Inversion and Resolution Analysis of Electromagnetic Data: Examples from Geothermal and Watershed Characterization

Publication Date


Type of Culminating Activity


Degree Title

Doctor of Philosophy in Geophysics



Major Advisor

Partha S. Routh, Ph.D.


Raw data from geophysical experiments have limited use for quantitative interpretation of the subsurface. To make quantitative inferences we must apply an imaging operation to our data. Knowledge of the governing physics for a particular experiment allows us to construct subsurface images via an inverse modeling operation. Because time and resource constraints render it impossible to collect perfect geophysical data, our geophysical images are imperfect representations of the true subsurface.

Image resolution analysis is a process that aids in determining how well we are able to resolve the subsurface with a given set of geophysical measurements. Resolution analysis can be formulated so that image interpretation is more intuitive and more accurate compared with interpretation strategies that do not specifically account for model uncertainty. We propose and demonstrate several approaches for determining the resolving capability of geophysical inversion. First, a simple lD linear inverse problem is used to develop the methodology and demonstrate the utility of resolution analysis. The resolution analysis procedure is then applied progressively to more complex inverse problems, including field data examples. The generic approaches to resolution analysis described herein can be applied to a wide variety of practical problems.

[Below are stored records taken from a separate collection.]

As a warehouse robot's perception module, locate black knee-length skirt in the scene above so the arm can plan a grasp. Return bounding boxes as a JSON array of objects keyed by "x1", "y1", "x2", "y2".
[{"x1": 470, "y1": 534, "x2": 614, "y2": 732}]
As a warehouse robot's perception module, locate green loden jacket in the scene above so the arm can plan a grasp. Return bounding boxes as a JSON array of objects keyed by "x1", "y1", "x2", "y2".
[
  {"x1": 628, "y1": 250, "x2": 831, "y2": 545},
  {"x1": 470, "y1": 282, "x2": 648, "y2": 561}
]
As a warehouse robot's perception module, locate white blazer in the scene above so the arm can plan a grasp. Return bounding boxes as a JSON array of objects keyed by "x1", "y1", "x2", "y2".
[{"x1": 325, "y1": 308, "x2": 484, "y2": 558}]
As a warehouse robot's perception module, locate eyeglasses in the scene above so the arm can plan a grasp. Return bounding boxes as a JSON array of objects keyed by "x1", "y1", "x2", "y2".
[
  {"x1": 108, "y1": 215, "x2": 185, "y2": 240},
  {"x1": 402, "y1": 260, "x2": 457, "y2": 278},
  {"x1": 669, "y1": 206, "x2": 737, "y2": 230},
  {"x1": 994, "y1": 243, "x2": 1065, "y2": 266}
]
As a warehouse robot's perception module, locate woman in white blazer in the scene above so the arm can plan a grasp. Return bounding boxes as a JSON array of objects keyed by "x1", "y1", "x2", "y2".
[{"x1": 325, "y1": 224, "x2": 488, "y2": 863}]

Using case study examples, we demonstrate that image resolution analysis enhances our capability to interpret field data inversion results. For example, in a geothermal reservoir imaging application, we show that resolution analysis is useful in constraining reservoir depth and thickness and for determining preferential fluid flow paths within the reservoir. In an aquifer storage and recovery application, we use resolution analysis to demonstrate the feasibility of using CSEM techniques to monitor long-term changes in water saturation.

We present another case study example to demonstrate how time-lapse geophysical data provide a means to monitor changing water saturation in the subsurface. Repeatability of the geophysical measurements becomes a major difficulty in analyzing data from time-lapse surveys because varying noise levels in the data complicate direct comparison of static inversion results. Using synthetic data examples, we demonstrate generic approaches to time-lapse data analysis that do not strictly require repeatability of the measurements. We then apply these time-lapse inversion strategies to field data from a small high-elevation watershed. We successfully delineated the regions of changing water saturation and imaged the fracture orientations and fluid flow paths within the watershed.